There are several definitions for the term ‘Governance’. In the ABN AMRO organisation, it is primarily defined as the activities that are aimed at providing direction (mission, vision, strategy, and goals), putting the organisation in place that will work to efficiently achieve the strategic goals, and that ensures that the organisation and its staff are held to account.

For audits on public cloud implementations, this implies that the different elements of governance should be assessed. The organisation should have a sharp vision of the role of public cloud. This will link to the boundaries set in the companies’ policies. In some cases, the vision of the role of public cloud will be reflected in a specific document that outlines the platform strategy. In practice, auditors should verify that the vision sufficiently supports decision-making. For example, is it clear which types of workloads are allowed to land on the public cloud. And if there is more than one public cloud that is being used: Which types of workloads must land on which public cloud?

Furthermore, the goals of the implementation of public cloud should be clear and the management control system should be aligned with these and support accountability. For example, if the implementation is primarily aimed at cost reductions, does the management control system ensure that cost levels are measured and reported on and that it is clear who has been accountable and responsible for these cost levels?
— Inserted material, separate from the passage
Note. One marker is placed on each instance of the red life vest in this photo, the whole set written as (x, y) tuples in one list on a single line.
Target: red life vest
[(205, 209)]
One specific element of governance relates to the requirement (European Banking Authority, 2019) to have appropriately documented plans for the exit from arrangements with Cloud Service Providers that will enable the organisation to exit the arrangement without undue disruption to the business activities. A distinction can be made between the exit strategy and the more concrete exit plans. The European Banking Federation/Cloud Banking Forum has issued a technical paper (European Banking Federation, 2022) that gives guidance to create a common understanding as to the requirements for the exit strategy and exit plans. In the exit strategy, the organisation should include the identification of an alternative solution/provider, and on a strategic level, which threat scenario could ultimately lead to an exit being triggered. It should furthermore contain an overview of the roles and responsibilities, the human and financial resources that are required to execute the exit and the high-level timelines.

With regard to the concrete exit plan, in our opinion this should not just be a more detailed version of the exit strategy. There should be an exit plan for every workload that has been implemented on the public cloud (component 3 ‘Services and Workloads’ in our framework) and one for the Infrastructure Managed Services (component 2 in our framework) separately. Main reason for this is that the exit requirements can vary per criticality of the service or application in question. These plans should take into account the limitations of the alternative solutions (e.g. the services used might not have a good alternative) and they should describe the steps required to take the data from the service provider and transfer them to alternative providers or back to the organisation.

7 Discussion

As will be clear from the description in Sect. 6, auditing public cloud implementations has many similarities with traditional IT auditing. The subject matter requires specific knowledge on cloud technology in general and the architecture and services of the CSP that this concerns specifically, but the control objectives will be identical and so will most of the control domains. However, there are also some noteworthy differences that require special attention and a different approach that could also have an impact on the required audit resources, both qualitatively and quantitatively. These are elaborated on in the following paragraphs.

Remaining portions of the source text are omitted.